Se Vanessa si fosse pentita -cosa piuttosto comprensibile- si sarebbe rovinata la vita, oltre ad aver rovinato quella di altra gente.
«Lo so, ma ho paura delle conseguenze.»
«Lo sapevi a cosa andavi in contro.»
Ed era così, Vanessa ne era consapevole, ma forse non abbastanza da tirarsi indietro in tempo.
«Come facevi ad avere quella pistola?»
«Smettila di farmi domande come se fossi superiore a me, hai fatto delle stronzate anche tu.»
Vanessa si allontanò dalla grata e si stese nel sottile e scomodo materasso grigio.
Quella stanza faceva paura, induceva le detenute a riflettere e spesso le faceva impazzire.
Era cupa, tutta grigia, una stanza vuota e fredda.
Vanessa, benché avesse avuto il coraggio di premere un grilletto, era comunque una ragazzina e aveva paura di quel posto.
Le portava brutti ricordi e la faceva sentire in colpa.
«Ti prego,Vanessa! Cambiamo argomento, ma torna qui.»
Trina aspettò con ansia una risposta e quando stava per arrendersi, sentì un rumore proveniente dalla grata.
Vanessa si avvicinò per una seconda volta e disse:
«E di che vorresti parlare, Smirnov?»
«Ci risiamo...mi chiami sempre per cognome.»
«Chiedo scusa, non è colpa mia se il tuo nome fa cagare.»
Vanessa concluse la frase, strizzò gli occhi e prese fra i denti il labbro inferiore attendendo che Trina controbattesse.
«E neanche mia, Gilbert
Sarebbero state ore e ore a parlare ed è quello che fecero.
Parlare di cose futili, senza uno scopo.
Trina non desiderava altro da quando l'aveva vista per la prima volta, ma Vanessa...

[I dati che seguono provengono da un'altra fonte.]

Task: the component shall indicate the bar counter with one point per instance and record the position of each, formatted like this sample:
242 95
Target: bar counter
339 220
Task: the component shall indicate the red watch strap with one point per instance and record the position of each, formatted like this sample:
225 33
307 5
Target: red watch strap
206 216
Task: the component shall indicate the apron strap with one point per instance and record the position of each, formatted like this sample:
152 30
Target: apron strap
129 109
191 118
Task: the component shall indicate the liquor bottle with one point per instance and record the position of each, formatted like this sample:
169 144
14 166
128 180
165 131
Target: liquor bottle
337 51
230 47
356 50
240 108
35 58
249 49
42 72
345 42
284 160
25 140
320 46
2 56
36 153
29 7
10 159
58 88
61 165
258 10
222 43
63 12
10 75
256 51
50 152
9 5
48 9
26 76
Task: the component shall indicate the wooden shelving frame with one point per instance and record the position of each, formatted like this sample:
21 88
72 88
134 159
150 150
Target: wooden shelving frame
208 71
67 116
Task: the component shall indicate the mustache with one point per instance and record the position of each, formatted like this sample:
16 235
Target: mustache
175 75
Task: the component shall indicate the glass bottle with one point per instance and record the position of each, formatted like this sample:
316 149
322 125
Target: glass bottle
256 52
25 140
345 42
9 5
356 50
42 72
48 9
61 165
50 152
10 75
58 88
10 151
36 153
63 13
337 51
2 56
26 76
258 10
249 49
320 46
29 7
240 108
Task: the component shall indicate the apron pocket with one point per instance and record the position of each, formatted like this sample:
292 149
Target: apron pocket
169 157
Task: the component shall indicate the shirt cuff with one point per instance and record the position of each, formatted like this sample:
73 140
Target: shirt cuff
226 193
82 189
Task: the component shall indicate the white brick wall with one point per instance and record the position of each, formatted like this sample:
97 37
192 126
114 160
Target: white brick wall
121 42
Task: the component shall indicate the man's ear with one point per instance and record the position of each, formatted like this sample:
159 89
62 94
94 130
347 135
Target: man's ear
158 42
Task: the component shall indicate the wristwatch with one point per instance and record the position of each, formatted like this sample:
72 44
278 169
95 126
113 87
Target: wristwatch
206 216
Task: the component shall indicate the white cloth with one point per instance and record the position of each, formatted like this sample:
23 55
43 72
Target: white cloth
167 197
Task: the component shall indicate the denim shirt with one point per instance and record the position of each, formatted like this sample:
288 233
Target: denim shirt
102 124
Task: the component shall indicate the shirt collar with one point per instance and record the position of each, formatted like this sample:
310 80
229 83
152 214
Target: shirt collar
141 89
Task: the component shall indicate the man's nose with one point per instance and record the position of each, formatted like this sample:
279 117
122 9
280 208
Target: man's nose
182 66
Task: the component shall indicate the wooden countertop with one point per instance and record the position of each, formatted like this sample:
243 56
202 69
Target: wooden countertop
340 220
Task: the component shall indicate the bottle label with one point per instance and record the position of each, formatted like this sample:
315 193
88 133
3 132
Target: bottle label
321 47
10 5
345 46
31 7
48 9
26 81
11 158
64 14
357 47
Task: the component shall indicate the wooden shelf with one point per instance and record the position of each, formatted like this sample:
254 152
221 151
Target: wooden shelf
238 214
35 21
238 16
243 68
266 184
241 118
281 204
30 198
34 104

Qual era il suo orientamento sessuale?
Ad ogni battuta, sembrava stare al gioco, ma a dire il vero non aveva mai detto niente che facesse capire cosa volesse davvero.

Erano le 00:00 esatte quando Bryan riportò a Janette la sua auto, lasciando un bigliettino sul sedile del guidatore.

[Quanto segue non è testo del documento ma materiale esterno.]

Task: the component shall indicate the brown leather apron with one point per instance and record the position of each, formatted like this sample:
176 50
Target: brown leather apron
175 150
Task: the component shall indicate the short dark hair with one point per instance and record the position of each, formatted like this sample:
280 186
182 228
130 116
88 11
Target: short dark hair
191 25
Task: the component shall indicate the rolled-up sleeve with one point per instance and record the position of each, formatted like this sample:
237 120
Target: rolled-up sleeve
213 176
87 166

Al Saint-Moore era calato il silenzio.
Molti dormivano e altri cercavano di ammazzare il tempo in qualsiasi maniera.
In isolamento non avevano la più pallida idea di che ora fosse, ma anche loro avvertivano la stanchezza e la voglia di dormire e dimenticare tutto per un po'.
Era finita la prima giornata di lavoro di Janette ed erano finite tante altre cose.
Adesso però, l'assassina senza cuore e dignità, non era più Meredith Lee, ma Vanessa Gilbert.